The facts of Virginia National Bank v. Woodson (In re Decker), 329 F.2d 886 (4th Cir.1964) are very similar to the facts of the case before the Court. In that case the debtor had overdrawn his bank account. His sister agreed to loan him $8,000 in return for a promissory note and collateral in the form of shares of stock. She transferred the money directly to the bank. After the debtor filed for bankruptcy, the trustee challenged the transfer to the bank as a voidable preference under section 60 of the former Bankruptcy Act. The court held that if the shares of stock had any value, then the bank had received a voidable preference to the extent the transfer diminished the estate available to remaining creditors. Id. at 839-40. The trustee argued, as the trustee in the case before the Court argues, that the payment depleted the debtor’s estate by the entire amount of the loan, $8,000. The court disagreed, stating that the estate would only be diminished by the entire amount of the loan when the loan was unconditional, and the debtor completely controlled the disposition of the proceeds. Where a loan was made for the specific purpose of paying a particular creditor, however, the payment was a voidable preference only to the extent the transaction prejudiced the rights of the general creditors, that is to the extent of the value of the collateral given up by the estate to secure the loan. Id. The court remanded the case to determine the value of the shares of stock. See also DeRosa v. Buildtex Inc. (In re F & S Central Mfg. Corf.), 53 B.R. 842, 847 (Bankr.E.D.N.Y.1985) (similar holding in a case brought under section 547(b)); cf. Brown v. First Nat’l Bank, 748 F.2d 490, 491 (8th Cir.1984) (dicta).

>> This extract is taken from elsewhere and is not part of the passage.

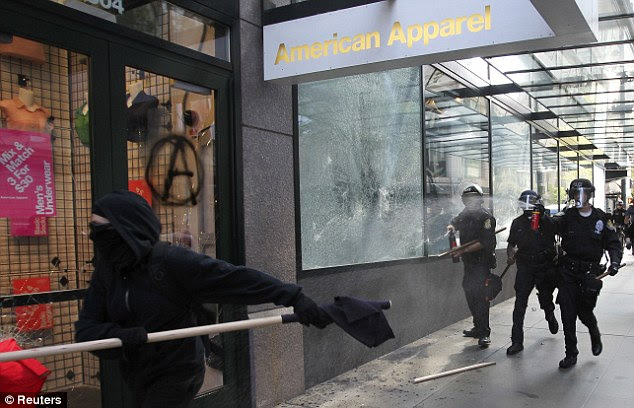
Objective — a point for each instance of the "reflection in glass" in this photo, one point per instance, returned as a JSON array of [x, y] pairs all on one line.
[[568, 170], [163, 20], [456, 149], [157, 107], [511, 166], [545, 171], [360, 168]]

Trustee cites In re Villars, 35 B.R. 868 (Bankr.S.D.Ohio 1983) in support of her argument that the entire amount of the loan is a voidable preference. In that case, the debtor had a line of credit with Production Credit Association (“PCA”). PCA had a junior mortgage lien on the debtor’s real estate and security interests in the debtor’s farm chattels and crops. The debtor owed money to the defendant, so PCA issued a check jointly payable to both the debtor and the defendant. The debtor endorsed the check and forwarded it to the defendant. The defendant argued that the payment was not a preference because the proceeds of the loan to the debtor were “earmarked” for the defendant. The court rejected the argument, pointing out that the debtor, not PCA, decided which creditor would receive the proceeds of the loan. The earmark rule requires that the party *1072making the loan choose the recipient of the funds. Id. at 872. In addition, the debt- or’s estate in this case was depleted by the entire amount of the loan, since the loan appeared to be fully secured. Id,

In Villars, since the debtor completely controlled the funds they became part of his estate, and the transfer of them to the defendant depleted his estate by the amount of the funds. In contrast, in the case before the Court, Midwest, not the debtor, controlled the disposition of the funds, and the only depletion of the debt- or’s estate resulted from his transfer of security interests to Midwest, which can be compared with the granting of a mortgage in Steel Structures and the pledge of stock in Virginia National. In both of those cases the courts determined that the amount of the voidable preference was equal to the value of the collateral, not the full amount of the loan to the debtor.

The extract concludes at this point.